Abbiamo visto come le parole con tre lettere sono associate ad animali e non solo, che trovano posto nella conoscenza elementare dell'uomo, aiutandolo a riportarsi al paradiso perduto. Abbiamo quindi visto l'uro che addomesticato ha accompagnato l'uomo nelle sue fatiche rurali.
E abbiamo visto l'ape che col miele assicura salute e sostentamento tramite l'alimentazione. Alle tre lettere sono collegati anche i primi tre numeri e il sei che abbiamo visto avere una duplice funzione. Sempre al valore particolare delle parole di tre lettere rapportiamo i termini latini "Res rei" e "Rex regis".
I due etimi sono tra loro collegati ma ci soffermiamo innanzitutto sul primo che in italiano traduciamo con "Cosa". La cosa per i latini aveva nella sua puerile fisionomia un valore universale. Per cosa loro intendevano qualsiasi cosa. Il tutto e il niente, spesso nascondendovi significati segreti o per pochi. La cosa è la rosa affascinante in sé a seconda del posto che occupa nel discorso e per gli innumerevoli significati l'uno incastonato nell'altro a dar vita a una composizione labirintica e mandalica.

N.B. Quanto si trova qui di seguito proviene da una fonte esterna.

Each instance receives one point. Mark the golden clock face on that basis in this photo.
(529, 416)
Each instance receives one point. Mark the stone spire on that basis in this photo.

Su queste basi si fonda il valore della rosa nel Medioevo, che include anche il valore della cosa e su questo il filosofo Umberto Eco ha avviato ampi dibattiti che dalla semiotica spaziano e arrivano alla radice del pensiero.
Proprio per tale ragione la cosa (res) è una parola chiave con una sua pregnante autorevolezza e dalle svariate identità molte delle quali nascoste o velate in rapporto alla connotazione discorsiva, ed è pertanto considerata alla pari del termine "Rex regis" che in latino significa "re". L'universalità della res e la sua pregnanza tale da investire e coprire altri ruoli, la mettono a capo della lista di vocaboli usati e popolarmente e ricercatamente. È quindi per traslato il "verbum" degli uomini che nasconde un suo intrinseco fascino. A contrassegnare queste specificità contribuisce la lettera "R", una lettera potente e combattiva che indica forza e incute timore e che i Romani in segno beneaugurante usarono come prima lettera del nome della "caput mundi" Roma. Al contrario, Roma dà Amor il nome segreto della città, che la rendeva inespugnabile e non tanto per il rimando al sentimento più importante, quanto per il riferimento ad "A mors: senza morte".
"Roma" rapportabile a "rosa" per fascino e mistero e perché difficile da occupare. Roma come rosa anche perché misteriosa e con una doppia vita in ombra.
Nelle lingue anglofone il discorso non cambia. King, Thing e in più To Think appartengono allo stesso ceppo. Cambia il numero di lettere, questo sì, ma l'associazione è uguale. La cosa domina e si richiama alla parola re che è king. È interessante notare come più di noi gli Inglesi carichino il valore ideale della parola thing: cosa, associandola all'azione del pensare: to think. E qui ritroviamo Shakespeare ma anche i filosofi dell'Illuminismo inglese. La cosa è un prodotto del pensiero. Quanto accade è la materializzazione di un'idea che, allo stato puro, rimane modello di riferimento astratto. In questo si ravvisano riferimenti a Platone che considerava il mondo iperuranico e delle idee slegato dall'uomo. Una sede archetipica, potremmo definirlo. Al contrario, per i popoli anglo germanici è l'uomo fautore col pensiero della realtà e qui ritroviamo quanto è proprio delle culture sciamaniche che vedono nello sciamano il primo uomo che in virtù del suo sogno ha dato vita alla Creazione.